Now the relationship between advertisers and publishers has greatly changed. Typical publisher programmes are likely to include many publishers that are bigger brands than the advertisers they promote, and with this new status they can call the shots. Large publishers expect advertisers to compete for space in their marketing plans, rather than the other way round.

Does this tilt in the balance of power necessarily erode the amount of control advertisers can expect to exert over how their publishers present them online? If it is accepted that many customers prefer to shop via publisher’s site to visiting the advertiser directly, then rather than seeing publishers as middlemen elbowing their way into the customer’s purchase path, advertisers need to look at what it is the publisher is providing that the customer is not direct.

In this way, publishers can be considered advocates for your brand to an audience that you yourself may not be able to reach or engage with. One of the ‘hidden values’ of publisher marketing is that the branding and advertising publishers provide in support of a sale is effectively free: you as an advertiser only pay when they make a sale. Whilst advertisers have traditionally used banners for branding through the display channel, publishers understand that this method is a pretty ineffective way of converting to a sale, which is a problem if you are only paid when a sale is made. Precisely because banners do not convert to sales – and perhaps are not really designed to – for publishers branding is chiefly about content rather than banners. So who should control this content?

Advocacy

As has become clear through a number of recent social media fails, one of the hardest things for brands to get right is tone of voice. However, the trust and authority that publishers have achieved with their users is based on getting precisely this aspect right. This is what makes them so valuable to advertisers.

MoneySavingExpert.com is a perfect example: a site that insists on writing their own copy and has the muscle to dictate these terms to advertisers. The site is editorially-driven and deals are selected on their strength rather than the commercials for Money Saving Expert.

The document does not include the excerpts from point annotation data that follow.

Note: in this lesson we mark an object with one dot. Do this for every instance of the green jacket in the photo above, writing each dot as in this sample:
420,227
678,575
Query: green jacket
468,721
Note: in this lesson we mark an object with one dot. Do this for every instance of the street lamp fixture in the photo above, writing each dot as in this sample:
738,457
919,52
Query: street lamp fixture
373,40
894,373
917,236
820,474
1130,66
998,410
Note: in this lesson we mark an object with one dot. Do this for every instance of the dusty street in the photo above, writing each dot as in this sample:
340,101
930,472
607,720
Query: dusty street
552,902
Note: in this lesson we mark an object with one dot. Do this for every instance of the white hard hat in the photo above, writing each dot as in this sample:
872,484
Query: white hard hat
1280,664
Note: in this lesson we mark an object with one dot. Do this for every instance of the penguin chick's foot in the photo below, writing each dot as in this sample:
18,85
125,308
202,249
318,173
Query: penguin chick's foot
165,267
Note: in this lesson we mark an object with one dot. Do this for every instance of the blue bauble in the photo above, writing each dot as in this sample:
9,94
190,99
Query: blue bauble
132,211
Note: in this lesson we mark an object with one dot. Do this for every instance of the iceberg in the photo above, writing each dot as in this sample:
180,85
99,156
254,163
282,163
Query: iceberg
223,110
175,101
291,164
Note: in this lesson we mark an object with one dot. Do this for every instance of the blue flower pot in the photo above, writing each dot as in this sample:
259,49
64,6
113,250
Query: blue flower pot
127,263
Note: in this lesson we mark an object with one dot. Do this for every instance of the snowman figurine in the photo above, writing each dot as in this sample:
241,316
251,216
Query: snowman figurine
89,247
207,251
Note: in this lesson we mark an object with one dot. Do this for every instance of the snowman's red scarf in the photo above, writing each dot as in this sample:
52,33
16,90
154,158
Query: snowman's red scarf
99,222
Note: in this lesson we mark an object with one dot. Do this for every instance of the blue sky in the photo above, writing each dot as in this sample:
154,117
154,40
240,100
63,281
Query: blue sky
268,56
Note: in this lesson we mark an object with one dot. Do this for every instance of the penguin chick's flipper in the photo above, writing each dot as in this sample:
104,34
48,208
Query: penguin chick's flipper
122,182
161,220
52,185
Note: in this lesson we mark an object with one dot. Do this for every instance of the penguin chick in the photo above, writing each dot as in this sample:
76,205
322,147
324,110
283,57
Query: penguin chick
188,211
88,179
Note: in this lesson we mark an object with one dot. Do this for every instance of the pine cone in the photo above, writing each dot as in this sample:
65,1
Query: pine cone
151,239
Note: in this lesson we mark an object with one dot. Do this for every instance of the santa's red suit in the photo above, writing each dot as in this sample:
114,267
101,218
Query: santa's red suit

But what about a smaller site, a fashion blog for example, that has a large readership and is passionate about its subject matter? Would a fashion advertiser be comfortable with this publisher posting a negative review of its product or service, or hosting its readers’ comments to this effect? Do the risks of drifting ‘off message’ outweigh the benefit in terms of sales, or the opportunities of leveraging the authority the site commands amongst its readers? Some advertisers clearly think so.

Compliance

Advertisers usually address compliance through a process of auditing their publishers, a process that is becoming both more common and demanding for those undertaking it. Rather than looking across publishers’ sites to ensure they are using on-message copy – as if expecting publisher sites to mirror the messaging provided on the advertiser’s site – would it not be better to ask how good a fit the publisher’s site was for the brand? The essential question in a publisher audit should be: am I happy to have this publisher introduce a potential customer to my brand? This is simple to answer, reduces the workload on those conducting the audit, and leaves room for creativity and innovation in the way that publishers choose to address their users in promoting your brand.

However, there can sometimes be compliance aspects that are outside the control of both the advertiser and the publisher: the finance sector being an obvious example. But other advertisers are increasingly putting compliance considerations front-of-mind thanks to the recent extension of the Advertising Standards Authority’s digital remit.

At the same time as compliance requirements are becoming more demanding, so many publisher relationships are developing into affinity partnerships. These considerations demonstrate the challenge for advertisers to strike a balance between compliance and advocacy on their publisher programmes.